RSTP (Rapid Spanning Tree Protocol) is an evolution of STP. It was originally introduced as IEEE 802.1w standard and in 2004 IEEE decided to replace STP with RSTP in 802.1D standard. Finally, in 2011, in the IEEE decided to move all the RSTP details into 802.1Q standard.
RSTP is backwards-compatible with STP and there are many similarities between the two protocols, such as:
- the root switch is elected using the same set of rules in both protocols
- root ports are selected with the same rules, as well as designated port on LAN segments
- both STP and RSTP place each port in either forwarding or blocking state. The blocking state in RSTP is called the discarding state.
However, there are differences between STP and RSTP:
- RSTP enables faster convergence times than STP (usually within just a couple of seconds)
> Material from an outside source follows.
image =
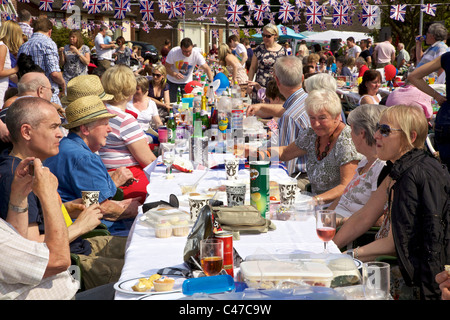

- STP ports states listening, blocking, and disabled are merged into a single state in RSTP – the discarding state
- STP features two port types – root and designated port. RSTP adds two additional port types – alternate and backup port.
- with STP, the root switch generates and sends Hellos to all other switches, which are then relayed by the non-root switches. With RSTP, each switch can generate its own Hellos.
Consider the following network topology with RSTP turned on:
In order to avoid loops, RSTP has placed one port on SW3 in the alternate state. This port will not process or forward any frames except the RSTP messages. However, if the root port on SW3 fails, the alternate port will rapidly become the root port and start forwarding frames.